— Похоже, теперь вы решили прыгнуть с балкона вниз? — услышала я знакомый насмешливый голос.

— Вы ошиблись, — стараясь попасть ему в тон, так же спокойно и насмешливо произнесла я, — если бы я решила покончить с собой, то выбрала бы другой способ.

— Какой же? Можно узнать?

— Я отправилась бы в море на белоснежной быстроходной яхте и спрыгнула бы с нее в бушующие лазурные волны.

— Красиво, — оценил он. — Вот только моря здесь нет, да и с яхтой проблемы. Хотя могу предложить лодку.

— Спасибо, я подумаю над вашим предложением, — ответила я.

— Держу пари, что вас разбудил дождь, а выманило наружу желание насладиться влажным воздухом, — вдруг сказал он.

— Да, так и было, — немного приврала я. — Я проснулась от стука капель по стеклу. Они так громко стучали, словно молоточки. А потом решила выйти подышать воздухом. Я люблю время, когда проходит дождь. Сразу так легко дышится. Жаль, что в Москве это не так остро чувствуется. У вас в городе все по-иному.
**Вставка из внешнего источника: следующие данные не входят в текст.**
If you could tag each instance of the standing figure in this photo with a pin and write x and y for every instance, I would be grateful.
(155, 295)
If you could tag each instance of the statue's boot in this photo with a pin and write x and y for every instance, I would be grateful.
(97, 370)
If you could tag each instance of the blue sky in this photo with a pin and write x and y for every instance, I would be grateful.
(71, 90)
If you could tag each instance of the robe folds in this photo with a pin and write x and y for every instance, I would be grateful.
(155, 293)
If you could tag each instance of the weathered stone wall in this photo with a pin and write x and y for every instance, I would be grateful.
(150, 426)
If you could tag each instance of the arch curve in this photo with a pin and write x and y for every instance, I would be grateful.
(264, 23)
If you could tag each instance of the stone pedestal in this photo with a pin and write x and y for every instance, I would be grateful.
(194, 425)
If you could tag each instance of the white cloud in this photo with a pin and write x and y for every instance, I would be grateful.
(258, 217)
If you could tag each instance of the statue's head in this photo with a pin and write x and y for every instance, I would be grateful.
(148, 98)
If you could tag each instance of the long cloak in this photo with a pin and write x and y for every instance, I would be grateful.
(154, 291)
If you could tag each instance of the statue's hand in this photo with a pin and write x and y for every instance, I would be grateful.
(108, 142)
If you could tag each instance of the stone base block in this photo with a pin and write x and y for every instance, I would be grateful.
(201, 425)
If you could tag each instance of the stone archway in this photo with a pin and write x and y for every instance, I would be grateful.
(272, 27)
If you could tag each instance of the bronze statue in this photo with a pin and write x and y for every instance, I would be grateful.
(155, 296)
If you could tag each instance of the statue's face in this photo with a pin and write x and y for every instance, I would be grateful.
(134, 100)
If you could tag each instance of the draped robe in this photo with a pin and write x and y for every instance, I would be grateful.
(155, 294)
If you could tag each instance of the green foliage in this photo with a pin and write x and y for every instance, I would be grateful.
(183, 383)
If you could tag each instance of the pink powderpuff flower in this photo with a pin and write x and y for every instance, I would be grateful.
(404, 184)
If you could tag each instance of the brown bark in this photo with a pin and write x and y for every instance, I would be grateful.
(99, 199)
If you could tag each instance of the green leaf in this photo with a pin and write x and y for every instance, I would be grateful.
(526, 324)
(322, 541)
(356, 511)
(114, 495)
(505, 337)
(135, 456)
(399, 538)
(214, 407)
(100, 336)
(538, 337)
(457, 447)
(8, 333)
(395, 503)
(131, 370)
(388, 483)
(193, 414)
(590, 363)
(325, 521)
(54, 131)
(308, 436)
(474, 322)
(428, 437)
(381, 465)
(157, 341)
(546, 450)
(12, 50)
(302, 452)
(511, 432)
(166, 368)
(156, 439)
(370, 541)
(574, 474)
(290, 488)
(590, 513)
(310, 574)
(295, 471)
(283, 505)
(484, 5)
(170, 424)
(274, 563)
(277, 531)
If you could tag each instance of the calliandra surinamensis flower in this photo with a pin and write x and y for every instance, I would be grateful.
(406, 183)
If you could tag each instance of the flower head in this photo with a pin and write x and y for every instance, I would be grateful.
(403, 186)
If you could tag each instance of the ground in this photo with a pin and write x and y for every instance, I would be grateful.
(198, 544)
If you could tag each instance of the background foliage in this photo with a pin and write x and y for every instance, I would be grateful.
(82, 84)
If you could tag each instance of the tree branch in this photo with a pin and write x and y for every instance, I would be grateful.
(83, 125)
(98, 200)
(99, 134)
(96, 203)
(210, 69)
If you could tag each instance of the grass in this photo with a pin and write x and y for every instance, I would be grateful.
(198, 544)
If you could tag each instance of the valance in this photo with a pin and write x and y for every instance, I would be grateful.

— Вам нравится наш город? — спросил он.

— Да, очень. — Я была искренна. — Он такой зеленый, чистый и уютный. — И безо всякого перехода добавила: — Знаете, Александр Владимирович, я, кажется, поняла, почему вы сразу после смерти той девочки увлеклись плаванием и даже записались в секцию. Я сейчас лежала, думала об этом.

— И почему же?

— Мне кажется, что таким образом вы пытались избавиться от зарождающегося страха перед водой и вообще перед смертью. Вы хотели быть сильнее его, победить страх еще в зародыше. Победить страх страха.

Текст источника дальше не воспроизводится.